On Earth, garnet - a dark-red gem popular with Ancient Egyptians, Romans and the Victorian elite alike - is January’s birthstone.  It is a cornerstone mineral in geology, providing a powerful record of the tectonic forces, ore-forming processes, and fluid-rock interactions that shape Earth’s crust and mantle. 

The discovery on Mars, offers a new geological time capsule, preserving clues about the temperatures, pressures and processes that shaped the planet billions of years ago. 

Professor Darling said: “The findings add a striking new dimension to our understanding of the geology of Mars and open an exciting new window into the evolution of our planetary neighbour.” 

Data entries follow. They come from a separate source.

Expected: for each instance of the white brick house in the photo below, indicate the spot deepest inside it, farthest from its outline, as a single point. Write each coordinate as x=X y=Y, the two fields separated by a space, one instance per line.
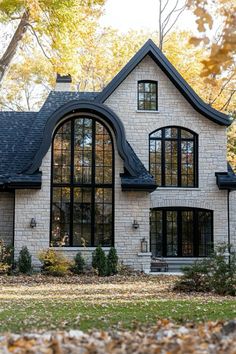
x=143 y=159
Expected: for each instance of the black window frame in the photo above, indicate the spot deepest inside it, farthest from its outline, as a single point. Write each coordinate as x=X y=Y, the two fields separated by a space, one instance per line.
x=144 y=92
x=179 y=140
x=72 y=184
x=196 y=243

The research was led by Tanya Kizovski, Assistant Professor of Earth Sciences, from Brock University in Canada. 

She said: “This discovery is going to expand our knowledge of the geologic processes that are possible on this planet. This new garnet-bearing rock type could give us clues to how Mars has changed throughout its history and new insights into the ancient environments that could have formed the garnet and related minerals.” 

Kizovski and colleagues at the Royal Ontario Museum (ROM) came to know of the garnet’s presence while analysing a fragment of a Martian meteorite known as NWA 8171 within the ROM’s collections. 

Kizovski sought to identify the fragment’s minerals and chemical composition. 

“This little section of the meteorite looked really interesting, and the chemistry was a bit odd,” she said. “At first, we assumed it was a mineral called pyroxene, which is very common, but then we decided to take a second look.”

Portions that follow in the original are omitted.